After two years of negotiations, the draft law is now expected to move to the next stage of the process, where lawmakers will finalize details with the European Commission and individual member states.

Dragos Tudorache, one of the parliamentarians charged with preparing the laws, said before the vote by two legislative committees: “This is a very rough agreement. But I think this package will give everyone involved in these negotiations.”

“Our communities expect us to do something about artificial intelligence and its impact on their lives. It is enough to turn on the TV … in the last two or three months, and you see every day how important this is becoming. For citizens”

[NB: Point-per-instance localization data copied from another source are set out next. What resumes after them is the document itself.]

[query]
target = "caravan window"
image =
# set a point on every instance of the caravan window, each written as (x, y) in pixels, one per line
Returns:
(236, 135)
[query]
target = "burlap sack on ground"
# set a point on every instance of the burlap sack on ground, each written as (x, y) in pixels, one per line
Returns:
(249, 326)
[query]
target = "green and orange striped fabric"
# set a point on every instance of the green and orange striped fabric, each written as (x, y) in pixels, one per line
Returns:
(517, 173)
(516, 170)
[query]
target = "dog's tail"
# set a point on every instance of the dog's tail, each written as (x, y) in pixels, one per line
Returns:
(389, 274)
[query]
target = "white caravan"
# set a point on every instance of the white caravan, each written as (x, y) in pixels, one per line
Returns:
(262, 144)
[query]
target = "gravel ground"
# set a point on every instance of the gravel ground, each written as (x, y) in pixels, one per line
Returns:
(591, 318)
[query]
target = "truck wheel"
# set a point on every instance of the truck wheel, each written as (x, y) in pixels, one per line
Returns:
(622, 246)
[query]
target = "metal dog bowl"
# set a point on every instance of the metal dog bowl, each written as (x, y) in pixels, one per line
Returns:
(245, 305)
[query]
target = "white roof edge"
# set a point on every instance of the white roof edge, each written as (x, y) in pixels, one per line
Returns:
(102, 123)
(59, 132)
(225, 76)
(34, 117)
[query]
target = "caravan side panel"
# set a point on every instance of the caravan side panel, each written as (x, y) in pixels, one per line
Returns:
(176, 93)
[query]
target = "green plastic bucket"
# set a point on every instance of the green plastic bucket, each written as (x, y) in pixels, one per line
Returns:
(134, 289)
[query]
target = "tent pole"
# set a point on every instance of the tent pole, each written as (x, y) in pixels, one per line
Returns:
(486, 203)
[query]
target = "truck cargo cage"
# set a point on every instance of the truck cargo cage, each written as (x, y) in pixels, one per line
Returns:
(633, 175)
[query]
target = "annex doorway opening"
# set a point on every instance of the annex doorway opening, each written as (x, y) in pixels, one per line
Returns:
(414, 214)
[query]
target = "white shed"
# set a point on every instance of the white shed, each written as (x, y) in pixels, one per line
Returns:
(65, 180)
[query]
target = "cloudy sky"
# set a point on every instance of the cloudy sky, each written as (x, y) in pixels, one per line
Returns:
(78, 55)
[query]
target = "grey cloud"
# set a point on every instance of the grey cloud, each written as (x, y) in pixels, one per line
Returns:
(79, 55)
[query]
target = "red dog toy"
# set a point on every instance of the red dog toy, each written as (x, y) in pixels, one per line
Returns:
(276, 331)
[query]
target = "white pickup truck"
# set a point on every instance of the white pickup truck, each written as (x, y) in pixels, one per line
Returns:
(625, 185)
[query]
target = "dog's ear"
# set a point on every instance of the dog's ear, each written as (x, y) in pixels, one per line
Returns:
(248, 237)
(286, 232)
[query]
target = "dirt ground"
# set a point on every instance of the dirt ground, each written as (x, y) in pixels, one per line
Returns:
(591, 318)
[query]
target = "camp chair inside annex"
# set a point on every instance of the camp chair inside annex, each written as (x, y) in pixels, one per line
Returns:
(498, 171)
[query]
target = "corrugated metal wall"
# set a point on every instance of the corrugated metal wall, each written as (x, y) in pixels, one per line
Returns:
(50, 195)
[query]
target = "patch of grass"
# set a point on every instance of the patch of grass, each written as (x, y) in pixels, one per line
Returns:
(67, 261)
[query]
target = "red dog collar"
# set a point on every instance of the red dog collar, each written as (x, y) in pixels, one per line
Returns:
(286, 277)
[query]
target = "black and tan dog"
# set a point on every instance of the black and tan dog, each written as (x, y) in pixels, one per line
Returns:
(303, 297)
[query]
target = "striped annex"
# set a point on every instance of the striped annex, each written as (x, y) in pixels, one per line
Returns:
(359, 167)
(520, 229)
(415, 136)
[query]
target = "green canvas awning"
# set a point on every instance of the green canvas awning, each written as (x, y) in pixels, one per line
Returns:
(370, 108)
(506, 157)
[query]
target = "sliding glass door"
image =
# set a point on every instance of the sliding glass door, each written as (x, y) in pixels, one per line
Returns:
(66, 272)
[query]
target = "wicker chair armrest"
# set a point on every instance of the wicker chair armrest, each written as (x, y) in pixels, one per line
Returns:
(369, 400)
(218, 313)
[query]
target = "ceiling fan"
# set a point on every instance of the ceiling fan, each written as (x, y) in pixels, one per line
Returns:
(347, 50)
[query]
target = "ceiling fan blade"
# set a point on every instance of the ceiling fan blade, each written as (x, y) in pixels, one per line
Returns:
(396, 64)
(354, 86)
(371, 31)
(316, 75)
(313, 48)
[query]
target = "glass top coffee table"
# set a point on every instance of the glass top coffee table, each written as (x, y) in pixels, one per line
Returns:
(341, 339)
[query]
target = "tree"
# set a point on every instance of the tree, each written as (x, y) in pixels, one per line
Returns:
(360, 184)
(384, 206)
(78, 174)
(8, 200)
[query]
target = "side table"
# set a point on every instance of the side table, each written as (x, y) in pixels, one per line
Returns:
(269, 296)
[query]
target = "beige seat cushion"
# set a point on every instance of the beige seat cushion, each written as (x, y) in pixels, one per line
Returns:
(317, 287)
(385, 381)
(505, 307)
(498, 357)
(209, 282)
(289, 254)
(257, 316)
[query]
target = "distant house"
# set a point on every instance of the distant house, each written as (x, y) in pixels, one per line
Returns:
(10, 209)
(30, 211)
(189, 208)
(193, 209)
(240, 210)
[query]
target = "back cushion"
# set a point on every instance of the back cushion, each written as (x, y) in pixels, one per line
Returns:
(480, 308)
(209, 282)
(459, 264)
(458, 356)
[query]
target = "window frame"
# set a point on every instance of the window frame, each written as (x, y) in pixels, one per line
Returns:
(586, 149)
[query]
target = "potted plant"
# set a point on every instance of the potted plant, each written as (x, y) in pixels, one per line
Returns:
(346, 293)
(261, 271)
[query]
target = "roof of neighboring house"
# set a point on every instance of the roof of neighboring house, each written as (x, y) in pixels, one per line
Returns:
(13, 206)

Based on the comments, AI tools are classified according to the perceived level of risk from low to unacceptable. Governments and companies that use these tools have different obligations depending on the level of risk.

German MP Svenja Hahn told Reuters the negotiations forced conservative and left-wing MEPs to meet halfway. “We succeeded in securing an agreement that fairly regulates AI, protects civil rights, and promotes innovation and the economy,” she said.

In Thursday morning’s vote, MEPs agreed to impose new transparency measures on facial recognition in public places, the use of virtual policing tools and generative AI apps such as OpenAI’s ChatGPT.

“This vote is a major milestone in regulating AI, and a clear signal from Parliament that fundamental rights must be a cornerstone of that,” Greens MP Kim van Spaarrentak told Reuters. “AI should serve people, society and the environment, not the other way around.”

The draft law will be put to a full vote in the European Parliament in June before final terms can be agreed.TrilogyA discussion involving representatives of the European Parliament, the Council of the European Union and the European Commission.

After the regulations are finalized and the bill becomes law, there will be a two-year grace period to allow affected parties to comply with the regulations.

“The European Parliament needs to take a very strong position to protect the rights of all people entering the EU,” said Caterina Rodelli, the European Parliament’s EU policy analyst.